Columns to be aggregated for a metric analysis.

analyze(data, control, treatment, variant=None) #

Analyze a metric in an experiment.

Parameters:

Name Type Description Default
data DataFrame | Table | dict[Any, Aggregates]

Experimental data.

required
control Any

Control variant.

required
treatment Any

Treatment variant.

required
variant str | None

Variant column name.

None

Returns:

Type Description
R

Analysis result.

Source code in src/tea_tasting/metrics/base.py
def analyze(
    self,
    data: pd.DataFrame | ibis.expr.types.Table | dict[
        Any, tea_tasting.aggr.Aggregates],
    control: Any,
    treatment: Any,
    variant: str | None = None,
) -> R:
    """Analyze a metric in an experiment.

    Args:
        data: Experimental data.
        control: Control variant.
        treatment: Treatment variant.
        variant: Variant column name.

    Returns:
        Analysis result.
    """
    aggr = aggregate_by_variants(
        data,
        aggr_cols=self.aggr_cols,
        variant=variant,
    )
    return self.analyze_aggregates(
        control=aggr[control],
        treatment=aggr[treatment],
    )

analyze_aggregates(control, treatment) #

Analyze a metric in an experiment using aggregated statistics.

Parameters:

Name Type Description Default
control Aggregates

Control data.

required
treatment Aggregates

Treatment data.

required

Returns:

Type Description
MeanResult

Analysis result.

Source code in src/tea_tasting/metrics/mean.py
def analyze_aggregates(
    self,
    control: tea_tasting.aggr.Aggregates,
    treatment: tea_tasting.aggr.Aggregates,
) -> MeanResult:
    """Analyze a metric in an experiment using aggregated statistics.

    Args:
        control: Control data.
        treatment: Treatment data.

    Returns:
        Analysis result.
    """
    control = control.with_zero_div()
    treatment = treatment.with_zero_div()
    total = control + treatment
    covariate_coef = self._covariate_coef(total)
    covariate_mean = total.mean(self.numer_covariate) / total.mean(
        self.denom_covariate)
    return self._analyze_stats(
        contr_mean=self._metric_mean(control, covariate_coef, covariate_mean),
        contr_var=self._metric_var(control, covariate_coef),
        contr_count=control.count(),
        treat_mean=self._metric_mean(treatment, covariate_coef, covariate_mean),
        treat_var=self._metric_var(treatment, covariate_coef),
        treat_count=treatment.count(),
    )

solve_power(data, parameter='rel_effect_size') #

Solve for a parameter of the power of a test.

Parameters:

Name Type Description Default
data DataFrame | Table | Aggregates

Sample data.

required
parameter Literal['power', 'effect_size', 'rel_effect_size', 'n_obs']

Parameter name.

'rel_effect_size'

Returns:

Type Description
S

Power analysis result.

Source code in src/tea_tasting/metrics/base.py
def solve_power(
    self,
    data: pd.DataFrame | ibis.expr.types.Table | tea_tasting.aggr.Aggregates,
    parameter: Literal[
        "power", "effect_size", "rel_effect_size", "n_obs"] = "rel_effect_size",
) -> S:
    """Solve for a parameter of the power of a test.

    Args:
        data: Sample data.
        parameter: Parameter name.

    Returns:
        Power analysis result.
    """
    if not isinstance(data, tea_tasting.aggr.Aggregates):
        data = tea_tasting.aggr.read_aggregates(
            data=data,
            group_col=None,
            **self.aggr_cols._asdict(),
        )
    return self.solve_power_from_aggregates(data=data, parameter=parameter)
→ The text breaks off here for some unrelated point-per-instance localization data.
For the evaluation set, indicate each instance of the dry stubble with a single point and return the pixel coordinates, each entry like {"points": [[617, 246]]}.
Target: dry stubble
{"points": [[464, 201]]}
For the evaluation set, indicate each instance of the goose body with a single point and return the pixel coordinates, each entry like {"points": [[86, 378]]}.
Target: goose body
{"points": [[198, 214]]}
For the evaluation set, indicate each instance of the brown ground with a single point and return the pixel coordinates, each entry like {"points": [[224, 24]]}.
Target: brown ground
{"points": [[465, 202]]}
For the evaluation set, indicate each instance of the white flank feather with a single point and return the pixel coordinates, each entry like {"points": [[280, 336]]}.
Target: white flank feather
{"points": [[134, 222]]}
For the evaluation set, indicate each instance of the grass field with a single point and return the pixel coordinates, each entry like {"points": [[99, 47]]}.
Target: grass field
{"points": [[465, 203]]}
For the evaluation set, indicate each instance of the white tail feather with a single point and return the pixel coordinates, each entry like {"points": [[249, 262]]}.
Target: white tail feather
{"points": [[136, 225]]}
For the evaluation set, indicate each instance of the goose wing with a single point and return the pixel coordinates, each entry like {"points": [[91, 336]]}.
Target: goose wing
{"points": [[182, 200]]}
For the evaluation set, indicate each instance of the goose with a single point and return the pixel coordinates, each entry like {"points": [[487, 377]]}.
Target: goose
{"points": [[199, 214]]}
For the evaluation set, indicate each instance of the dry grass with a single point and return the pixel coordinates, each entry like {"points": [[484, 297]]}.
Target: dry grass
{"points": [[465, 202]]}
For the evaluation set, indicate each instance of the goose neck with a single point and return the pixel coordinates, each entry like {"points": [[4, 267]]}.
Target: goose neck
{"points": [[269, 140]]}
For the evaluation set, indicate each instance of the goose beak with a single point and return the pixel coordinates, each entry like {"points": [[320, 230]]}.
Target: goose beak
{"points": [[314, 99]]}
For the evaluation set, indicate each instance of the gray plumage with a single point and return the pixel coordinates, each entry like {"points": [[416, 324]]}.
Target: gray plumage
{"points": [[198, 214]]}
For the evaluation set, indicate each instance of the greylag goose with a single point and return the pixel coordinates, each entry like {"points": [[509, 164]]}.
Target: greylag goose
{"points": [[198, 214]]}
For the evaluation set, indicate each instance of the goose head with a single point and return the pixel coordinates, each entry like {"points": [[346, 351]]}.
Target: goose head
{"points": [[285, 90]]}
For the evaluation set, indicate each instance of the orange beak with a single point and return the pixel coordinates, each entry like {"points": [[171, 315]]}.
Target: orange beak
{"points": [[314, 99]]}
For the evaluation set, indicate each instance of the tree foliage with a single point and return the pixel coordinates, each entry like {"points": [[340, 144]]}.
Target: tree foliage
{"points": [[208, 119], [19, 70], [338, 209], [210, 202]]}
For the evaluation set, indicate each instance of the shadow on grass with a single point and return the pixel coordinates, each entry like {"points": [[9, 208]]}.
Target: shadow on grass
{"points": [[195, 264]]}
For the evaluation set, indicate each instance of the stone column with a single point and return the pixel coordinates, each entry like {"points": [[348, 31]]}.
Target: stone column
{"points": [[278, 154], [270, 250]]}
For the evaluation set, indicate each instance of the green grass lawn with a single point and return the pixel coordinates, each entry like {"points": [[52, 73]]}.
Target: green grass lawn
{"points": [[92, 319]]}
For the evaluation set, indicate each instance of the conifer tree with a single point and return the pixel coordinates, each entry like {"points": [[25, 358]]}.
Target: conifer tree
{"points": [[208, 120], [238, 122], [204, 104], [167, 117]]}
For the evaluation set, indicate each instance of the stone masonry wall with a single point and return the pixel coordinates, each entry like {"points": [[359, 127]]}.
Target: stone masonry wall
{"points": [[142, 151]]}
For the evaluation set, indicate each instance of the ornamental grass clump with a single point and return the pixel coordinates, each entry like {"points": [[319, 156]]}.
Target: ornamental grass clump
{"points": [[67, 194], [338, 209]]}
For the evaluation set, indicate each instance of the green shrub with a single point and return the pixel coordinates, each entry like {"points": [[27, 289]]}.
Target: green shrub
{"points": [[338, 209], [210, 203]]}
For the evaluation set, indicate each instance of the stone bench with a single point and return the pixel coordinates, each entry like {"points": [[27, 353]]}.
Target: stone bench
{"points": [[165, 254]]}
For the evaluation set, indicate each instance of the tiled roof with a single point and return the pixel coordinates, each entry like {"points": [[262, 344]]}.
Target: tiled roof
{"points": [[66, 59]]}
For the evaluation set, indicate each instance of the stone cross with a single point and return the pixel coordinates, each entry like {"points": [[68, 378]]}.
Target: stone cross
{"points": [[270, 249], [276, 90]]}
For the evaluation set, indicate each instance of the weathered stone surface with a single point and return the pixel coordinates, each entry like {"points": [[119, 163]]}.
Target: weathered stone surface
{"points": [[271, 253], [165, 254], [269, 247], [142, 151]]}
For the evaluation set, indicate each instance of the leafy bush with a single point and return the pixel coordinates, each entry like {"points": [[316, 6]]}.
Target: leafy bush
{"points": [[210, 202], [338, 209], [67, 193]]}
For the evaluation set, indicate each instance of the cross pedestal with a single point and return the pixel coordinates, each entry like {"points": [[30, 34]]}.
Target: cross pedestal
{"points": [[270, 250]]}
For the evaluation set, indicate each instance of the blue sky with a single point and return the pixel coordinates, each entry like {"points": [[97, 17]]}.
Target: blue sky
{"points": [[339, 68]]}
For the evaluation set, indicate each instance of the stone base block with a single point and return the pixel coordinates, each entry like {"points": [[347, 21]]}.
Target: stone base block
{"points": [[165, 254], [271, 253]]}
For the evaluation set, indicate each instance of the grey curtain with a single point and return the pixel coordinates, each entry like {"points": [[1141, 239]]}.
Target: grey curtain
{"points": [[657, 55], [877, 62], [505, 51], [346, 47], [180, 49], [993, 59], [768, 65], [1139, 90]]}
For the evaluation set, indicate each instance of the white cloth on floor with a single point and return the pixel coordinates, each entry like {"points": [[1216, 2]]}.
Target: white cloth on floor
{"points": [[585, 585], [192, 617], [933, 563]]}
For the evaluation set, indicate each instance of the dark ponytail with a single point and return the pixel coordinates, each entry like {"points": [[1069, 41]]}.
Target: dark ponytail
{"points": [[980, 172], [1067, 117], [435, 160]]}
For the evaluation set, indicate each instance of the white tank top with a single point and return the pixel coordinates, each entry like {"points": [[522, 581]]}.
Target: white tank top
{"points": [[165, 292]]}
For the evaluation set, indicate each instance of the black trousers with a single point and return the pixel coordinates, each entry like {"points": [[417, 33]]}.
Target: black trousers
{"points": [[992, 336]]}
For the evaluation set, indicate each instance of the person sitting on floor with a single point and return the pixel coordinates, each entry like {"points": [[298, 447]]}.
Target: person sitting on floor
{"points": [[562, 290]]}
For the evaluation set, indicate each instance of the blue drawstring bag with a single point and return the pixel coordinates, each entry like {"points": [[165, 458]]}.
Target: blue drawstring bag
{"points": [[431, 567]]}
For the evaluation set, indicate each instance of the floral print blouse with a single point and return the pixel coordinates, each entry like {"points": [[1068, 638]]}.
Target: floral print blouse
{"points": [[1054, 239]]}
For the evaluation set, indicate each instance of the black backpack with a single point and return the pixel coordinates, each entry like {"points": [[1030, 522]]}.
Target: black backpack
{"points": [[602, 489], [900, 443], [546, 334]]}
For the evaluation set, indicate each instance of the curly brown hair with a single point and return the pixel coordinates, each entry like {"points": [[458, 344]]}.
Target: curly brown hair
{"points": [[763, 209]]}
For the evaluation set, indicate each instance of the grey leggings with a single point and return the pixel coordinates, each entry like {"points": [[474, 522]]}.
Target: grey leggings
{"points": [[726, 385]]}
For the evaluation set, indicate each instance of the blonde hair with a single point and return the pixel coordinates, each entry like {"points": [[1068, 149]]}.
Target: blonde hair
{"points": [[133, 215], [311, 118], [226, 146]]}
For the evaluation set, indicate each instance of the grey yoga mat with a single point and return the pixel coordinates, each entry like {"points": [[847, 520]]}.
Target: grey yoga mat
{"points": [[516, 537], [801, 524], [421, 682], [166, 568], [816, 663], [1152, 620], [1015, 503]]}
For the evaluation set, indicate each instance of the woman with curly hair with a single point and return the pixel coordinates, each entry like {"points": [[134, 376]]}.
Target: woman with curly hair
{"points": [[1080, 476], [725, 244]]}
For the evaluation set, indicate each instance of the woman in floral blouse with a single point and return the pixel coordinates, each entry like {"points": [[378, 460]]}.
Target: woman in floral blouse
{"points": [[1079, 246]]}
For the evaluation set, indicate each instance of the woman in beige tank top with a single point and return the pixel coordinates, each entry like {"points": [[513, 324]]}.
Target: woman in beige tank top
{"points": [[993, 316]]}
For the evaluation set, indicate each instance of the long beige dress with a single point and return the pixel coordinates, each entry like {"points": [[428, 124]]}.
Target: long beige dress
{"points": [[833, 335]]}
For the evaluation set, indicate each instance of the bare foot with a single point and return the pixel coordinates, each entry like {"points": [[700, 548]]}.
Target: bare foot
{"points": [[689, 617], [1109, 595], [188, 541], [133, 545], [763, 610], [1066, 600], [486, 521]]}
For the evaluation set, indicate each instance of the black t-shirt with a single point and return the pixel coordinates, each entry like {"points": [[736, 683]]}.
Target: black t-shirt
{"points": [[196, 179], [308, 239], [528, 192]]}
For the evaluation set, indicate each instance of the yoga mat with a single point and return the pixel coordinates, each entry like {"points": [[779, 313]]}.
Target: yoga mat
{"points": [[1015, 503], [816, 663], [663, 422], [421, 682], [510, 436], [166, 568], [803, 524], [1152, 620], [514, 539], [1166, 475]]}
solve_power_from_aggregates(data, parameter='rel_effect_size') #

Solve for a parameter of the power of a test.

Parameters:

Name Type Description Default
data Aggregates

Sample data.

required
parameter Literal['power', 'effect_size', 'rel_effect_size', 'n_obs']

Parameter name.

'rel_effect_size'

Returns:

Type Description
MeanPowerResults

Power analysis result.

Source code in src/tea_tasting/metrics/mean.py
def solve_power_from_aggregates(
    self,
    data: tea_tasting.aggr.Aggregates,
    parameter: Literal[
        "power", "effect_size", "rel_effect_size", "n_obs"] = "rel_effect_size",
) -> MeanPowerResults:
    """Solve for a parameter of the power of a test.

    Args:
        data: Sample data.
        parameter: Parameter name.

    Returns:
        Power analysis result.
    """
    tea_tasting.utils.check_scalar(
        parameter,
        "parameter",
        in_={"power", "effect_size", "rel_effect_size", "n_obs"},
    )

    data = data.with_zero_div()
    covariate_coef = self._covariate_coef(data)
    covariate_mean = data.mean(self.numer_covariate) / data.mean(
        self.denom_covariate)
    metric_mean = self._metric_mean(data, covariate_coef, covariate_mean)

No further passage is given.